13-October-2022, min readtime

Help, where is the evidence?

Why the reconstruction of a security incident is needed

After the discovery of a cyberattack, organisations would like to know in detail what happened. How did the attackers get in? What actions did the attackers take? Has (sensitive) data from the organisation been viewed or stolen?

These questions are asked from the desire to be reassured: “there is limited damage” or “the attackers have not stolen any data”. But also to determine follow-up actions.

Follow-up actions depend on what exactly happened. Should a report be made to the Dutch Data Protection Authority due to a data breach? Or should we inform our customers? In order to answer the questions, we search for evidence of the cyberattack together with the victim organisation.

What is evidence?

If a physical burglary has taken place within an organisation, detectives are asked to figure out happened. They collect information about the current situation and investigate traces that might be related to the burglary. Examples of this information are fingerprints, images from the surveillance cameras and prints of traces in the grass.

After a digital burglary, information about the security incident is collected and traces are secured. This evidence can be used for police investigations and in court.

Lisa de Wilde, Business Unit Director - Incident Response

The same is done after a digital burglary within an organisation. The Incident Responder starts collecting information about the incident and secures traces. This is done in a way that minimises the impact on the organisation's operations, does not affect the evidence and can potentially be used for police investigations and in court.

We collect logs from the IT environment. When everything is properly configured, these logs contain all actions that were executed on a particular system. An example of these logs are firewall logs; these contain information about the connections between internal and external systems, including those of the attackers. In this way the investigator can figure out from which moment the attackers have been active in the digital environment of the organization and better scope the investigation.

In addition, we can make exact digital copies of digital systems, such as the hard disk of a laptop. A digital copy contains traces of both legitimate users and attackers. These traces indicate what has happened on the system. By means of analysis, deviant behavior can be determined, and it quickly becomes apparent which actions were (presumably) performed by the attackers. The logs can, for example, prove that an admin account was created at 3 a.m.

How is an investigation executed?

As explained in our last blog, there is no one set way that attackers use to hack organisations. But there are patterns in the way attackers operate. This ensures that we can optimise our research methods and answer research questions better and faster.

During an investigation, we try to make the puzzle as complete as possible based on available incident information. For this, we create a timeline and try to go back to the first action of the attackers. In other words, we map the route the attackers have taken along with dates and times.

The reconstruction of a security incident at an affected organization leads to additional security measures to prevent a recurrence.

Lisa de Wilde, Business Unit Director - Incident Response

After an investigation has been conducted, I like to explain step-by-step to organisations which actions the attackers have taken in the IT environment.

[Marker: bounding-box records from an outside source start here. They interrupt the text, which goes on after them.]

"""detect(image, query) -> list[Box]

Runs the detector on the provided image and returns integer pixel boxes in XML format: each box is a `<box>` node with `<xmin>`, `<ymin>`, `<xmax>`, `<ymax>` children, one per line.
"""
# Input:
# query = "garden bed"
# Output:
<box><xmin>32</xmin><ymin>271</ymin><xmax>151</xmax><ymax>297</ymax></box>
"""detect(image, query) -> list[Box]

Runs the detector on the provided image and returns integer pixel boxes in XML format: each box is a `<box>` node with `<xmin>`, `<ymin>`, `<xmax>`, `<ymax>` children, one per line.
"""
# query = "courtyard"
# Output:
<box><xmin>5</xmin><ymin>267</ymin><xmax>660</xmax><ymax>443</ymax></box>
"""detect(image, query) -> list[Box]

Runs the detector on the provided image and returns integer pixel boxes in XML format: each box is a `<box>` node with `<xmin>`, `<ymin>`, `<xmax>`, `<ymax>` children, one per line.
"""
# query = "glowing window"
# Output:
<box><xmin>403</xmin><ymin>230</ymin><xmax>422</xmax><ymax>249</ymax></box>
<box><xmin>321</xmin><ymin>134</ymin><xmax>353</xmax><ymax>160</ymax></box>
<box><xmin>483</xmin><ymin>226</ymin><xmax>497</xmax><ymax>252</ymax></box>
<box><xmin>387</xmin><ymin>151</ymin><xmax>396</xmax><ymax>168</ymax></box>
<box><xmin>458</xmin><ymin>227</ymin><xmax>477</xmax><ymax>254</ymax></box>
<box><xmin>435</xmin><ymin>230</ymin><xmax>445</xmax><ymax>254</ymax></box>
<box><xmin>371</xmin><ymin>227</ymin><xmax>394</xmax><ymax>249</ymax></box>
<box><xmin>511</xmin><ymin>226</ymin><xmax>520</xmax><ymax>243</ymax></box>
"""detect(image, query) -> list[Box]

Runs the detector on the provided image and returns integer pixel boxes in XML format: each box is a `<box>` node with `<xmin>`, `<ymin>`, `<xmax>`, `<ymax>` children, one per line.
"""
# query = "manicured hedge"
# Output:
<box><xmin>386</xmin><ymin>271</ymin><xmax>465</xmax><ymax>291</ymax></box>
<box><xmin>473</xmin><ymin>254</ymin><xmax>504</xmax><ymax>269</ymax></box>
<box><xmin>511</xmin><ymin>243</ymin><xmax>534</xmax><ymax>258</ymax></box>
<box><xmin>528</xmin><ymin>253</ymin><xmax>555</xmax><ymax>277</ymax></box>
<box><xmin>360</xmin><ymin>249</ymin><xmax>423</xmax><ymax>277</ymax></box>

In this way we can determine follow-up actions together. These follow-up actions can relate to how to become operational again, but also what additional security measures can be implemented to prevent a new attack.

Unfortunately, it is not always possible to provide a complete puzzle. For example, I was recently asked to investigate an incident that occurred about four weeks ago. When collecting the logs, I figured out they only had a seven-day retention period. I regularly experience that the logs are not available or only available to a limited extent. As a result, the attack cannot be fully reconstructed. And the research questions cannot be fully answered. This can lead to assumptions about, for example, the scope of the data exfiltration on the basis of which it is decided which subjects are informed.

What are the attackers doing?

Also, less information about the attack may be available because the attackers have put effort into covering their traces. The attackers do this to remain undetected in the environment of the organisation for as long as possible, and try to stay one step ahead of the organisation. When logs are not centrally stored, and the attackers have access to the system, it may be possible to delete the logs, modify them or disable the saving of the logs.

What can I do?

During the conversations I have with organisations to prepare for an incident, the availability of evidence is also discussed:

  • For which systems are logging capabilities set up?
  • What log information is stored?
  • What is the retention period of the logs and is it sufficient?
  • Where are the logs stored?
  • Who can access the logs?
  • Is there a backup of the logs?
  • Who can make a copy of a digital system?
  • How do you ensure that the evidence is available to the department or party that will conduct the investigation?

These are questions that any organisation can answer for itself before an incident to ensure that the evidence is available after a security incident. Let's make sure you get used to the preparation for a security incident.

Lisa de Wilde advises and supports organisations that would like to prepare for security incidents and crises and/or that have become victims of cyber criminals.